At first the climb is on rock with great exposure down both sides. The snow crest is soon reached though which lives up to all the superlatives it is given. There are few features in the Alps that are quite so perfect in their composition. Climbing the Biancograd early in the morning as you normally do, the rising sun casts it's warm rays across the crest to exagerate the sinuous curves.
Once at the top of the snow crest you ar enot at the top of the peak though. There is still a substantial rock ridge to traverse to the main summit, all at just about 4000m. For John and I the weather was not bad but it wasn't perfect. The wind cut across the ridge blowing clouds up from Roseg, covering and revealing the way forward with dramatic effect. It's a serious place and there is a lot more to the route than the snow crest. With this peak John and I have reached the 4000m peaks at the furthest extremes of the Alps, Piz Bernina in the east and Bar des Ecrins in the south west.
The Marco e Rosa Hut is only just into Italy geographically but it is totally Italian! It could not be much more different to the Tschierva Hut. Great food and a loud and chaotic atmosphere didn't make for a very relaxing night but we were away early to traverse Piz Palu. This is the easiest way down and ends up at Diavolezza where the cable car glides gently back down the road. It is by no means a descent route though. There is a great scramble up rocks on its west ridge, a wonderful view from the top and an amazing snow crest to descend on the east side. What a wonderful way to end an eventful trip with John.
The Bernina and Bragaglia areas are full of amazing climbs of all types.
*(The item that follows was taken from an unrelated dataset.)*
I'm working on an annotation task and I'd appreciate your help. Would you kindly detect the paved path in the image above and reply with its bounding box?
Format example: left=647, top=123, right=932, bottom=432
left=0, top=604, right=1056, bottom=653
There is so much more than the Cassin Route and Biancograd. John and I found huge high altitude rock climbs, perfect long mountaineering rock ridges, glaciated peaks and high level snow crests. And we only met two other Brits in the whole two weeks. Go exploring!
Self reliance is a fundamental principle of mountaineering. By participating we accept this and take responsibility for the decisions we make. These blog posts and conditions reports are intended to help you make good decisions. They do not remove the need for you to make your own judgements when out in the hills.